S’il fallait tabasser tous les dakarois qui fêtent noël ?

Noël, promesse renouvelée de fraternité, les sénégalais y ont trouvé occasion et moyen de recouvrer en liesse leur unité d’origine. N’est-ce pas le début de nos humanités la promesse des frères et sœur du meilleur et du reste? Dépassement des identités fluctuantes, l’appropriation collective de la nativité est prouesse humaniste et triomphe constant. Elle témoigne de notre capacité intrinsèque à vivre de bonne foi sans que la confession, broderie de sens, ne compromette l’indulgence patriotique et fraternelle.

Mon pays n’est pas un pays, c’est un verger qui résiste aux pressions saisonnières. Venant de l’Est ou de l’Ouest, ces vents et marées, courants clinquants, laissent indemnes les plantages sénégalais apprêtés à la devise du « tous pour un, Dieu pour tous ». Certitudes importées et imposées par la force des connivences, nous exigeons l’intégrité de notre propre amitié civique comme condition du nécessaire déploiement des ferveurs. La religion n’oppose guère, sinon elle ordonnerait bonnement de renoncer à toute intelligence. Ne laissons pas les greffons du verger, encrassés de travers et d’objections, nous polluer de leur intelligence impénétrable.

Mon pays n’est pas un pays, c’est un cheptel de nobles disciples vers les pâturages, promesses et garanties de grâce. Les herbages qui ravissent nos cœurs en communion sont nettoyés de toute confusion entre le repiquage, emportement qui bâillonne, et la plantation, abri qui raccorde. Jamais nous ne laisserons les contingences, les craintes du changement, les conjectures et les manies des subordonnés compromettre notre intime insigne d’amabilité.

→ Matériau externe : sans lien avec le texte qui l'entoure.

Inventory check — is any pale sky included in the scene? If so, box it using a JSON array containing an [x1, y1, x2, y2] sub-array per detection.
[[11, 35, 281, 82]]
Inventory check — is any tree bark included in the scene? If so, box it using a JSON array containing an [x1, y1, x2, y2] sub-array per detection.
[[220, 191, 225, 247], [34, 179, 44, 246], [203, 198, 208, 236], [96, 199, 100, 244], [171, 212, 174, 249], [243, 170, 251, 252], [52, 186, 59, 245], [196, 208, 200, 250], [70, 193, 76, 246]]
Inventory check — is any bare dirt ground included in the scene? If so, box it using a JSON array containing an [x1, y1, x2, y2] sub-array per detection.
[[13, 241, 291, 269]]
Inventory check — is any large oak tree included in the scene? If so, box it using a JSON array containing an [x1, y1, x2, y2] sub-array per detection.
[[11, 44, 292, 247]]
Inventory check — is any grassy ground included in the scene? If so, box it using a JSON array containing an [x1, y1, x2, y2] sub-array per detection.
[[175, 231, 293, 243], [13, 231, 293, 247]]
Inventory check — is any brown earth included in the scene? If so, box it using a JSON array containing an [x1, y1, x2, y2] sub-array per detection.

Décembre, mois capteur de souvenirs, souvenirs d’enfance heureuse, heureuses réminiscences des cohabitations simples de ce pays riche de la complicité des frères noirs d’Afrique, chrétiens, musulmans et païens récalcitrants. Devons-nous répondre par le mépris ou de vive voix aux clameurs persistantes des provocateurs, échos des hurlements séparatistes, artisans du chaos? Décembre est enseignement et rassurance de plénitude. Voix du feu qui s’entend, feu incandescent des mèches imbriquées depuis les pangols du Sine ; décembre consacre toute notre réceptivité, nos altérités. Il est porte-fanion de la fraternité inaliénable des croyants cochés calmes et charitables.

Noël, Pâques, Korité et Tabaski servent de prétextes pour tant de partages et autant d’expressions d’unité des cœurs nègres d’abord, puis agrémentés d’accords accidentels. Aux baroudeurs semeurs de haines, nous disons : trop tard ! Nous avons déjà compris que la vénération, moyen d’émancipation à l’absurdité de la vie, n’a pas vocation à diviser. Elle est substitut qualitatif aux anciennes méthodes anciennes d’appréhension de l’univers.

Mon pays, ce n’est pas un pays, c’est le creuset des rapports de toute chose à l’Homme. C’est un bastion de tempérances qui préservent des disputes futiles devant l’Éternel. Mon pays est miniature, il est représentation qui apaise et fait sentir, de Noël à Maouloud, l’homme noir aux prises avec lui-même, pris d’humilité et de quête. Nous louons l’amour le rédempteur, nous célébrons l’unité divine, nous vivifions surtout notre capacité de résistance aux assauts du fanatisme mesquin et manipulateur.
La laïcité, morcèlement et déni de plénitude, ne peut satisfaire aux exigences de solidarité, de confiance et de respect des différences. Enthousiaste, prudent, quelquefois fougueux mais simple, voilà le profil du commun des sénégalais épris du commun vouloir de vie commune.